Run together (or as close as I could get to pushing enter at the same time):
1 Thread 5000 Work Units - 99.5112sec
10 Threads 5000 Work Units - 56.8777sec
This is the meat of the question. When you run 10 threads + 1 thread, they all seem to be scheduled equally. The 10 threads each took 1/10th longer (because there was an 11th thread running) while the other thread took almost twice its time (really, it got 1/10th of its work done in the first 56sec, then did the other 9/10ths in the next 43sec...which is about right).
The result: Window's scheduler is fair on a thread level, but not on a process level. If you make a lot of threads, it you can leave the other processes that weren't smart enought to make lots of threads high and dry. Or just do it right and us a thread pool :-)

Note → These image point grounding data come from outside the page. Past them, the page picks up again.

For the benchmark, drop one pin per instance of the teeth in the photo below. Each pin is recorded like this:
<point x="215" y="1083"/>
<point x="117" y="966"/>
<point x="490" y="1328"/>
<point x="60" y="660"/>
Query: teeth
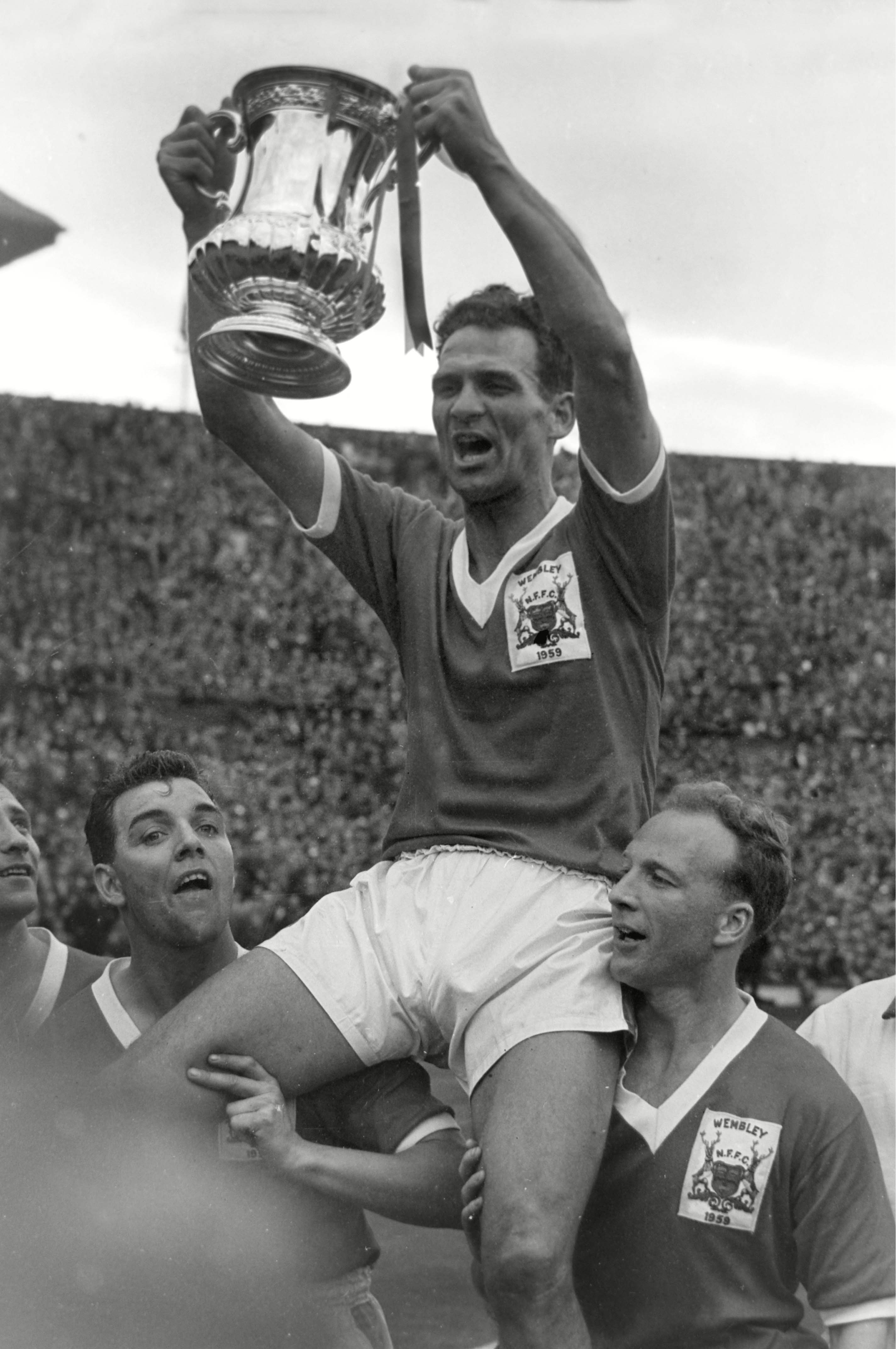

If you're interested in trying it for yourself, you can find my code:
http://teeks99.com/ThreadWorkTest.zip
The scheduling overhead could make the app with 10 threads slower than the one with 1 thread. You won't know for sure unless you create a test.
For some background on multithreading see http://en.wikipedia.org/wiki/Thread_(computer_science)
This might very well depend on the operating system scheduler. For example, back in single-thread days the scheduler knew only about processes, and had measures like "niceness" to figure out how much to allocate.
In multithreaded code, there is probably a way in which one process that has 100 threads doesn't get 99% of the CPU time if there's another process that has a single thread. On the other hand, if you have only two processes and one of them is multithreaded I would suspect that the OS may give it more overall time. However, AFAIK nothing is really guaranteed.
Switching costs between threads in the same process may be cheaper than switching between processes (e.g., due to cache behavior).
One thing you must consider is wait time on the other end of the transaction. Having multiple threads will allow you to be waiting for a response on one while preparing the next transaction on the next. At least that's how I understand it. So I think a few threads will turn out better than one.
On the other hand you must consider the overhead involved with dealing on multiple threads. The details of the application are important part of the consideration here.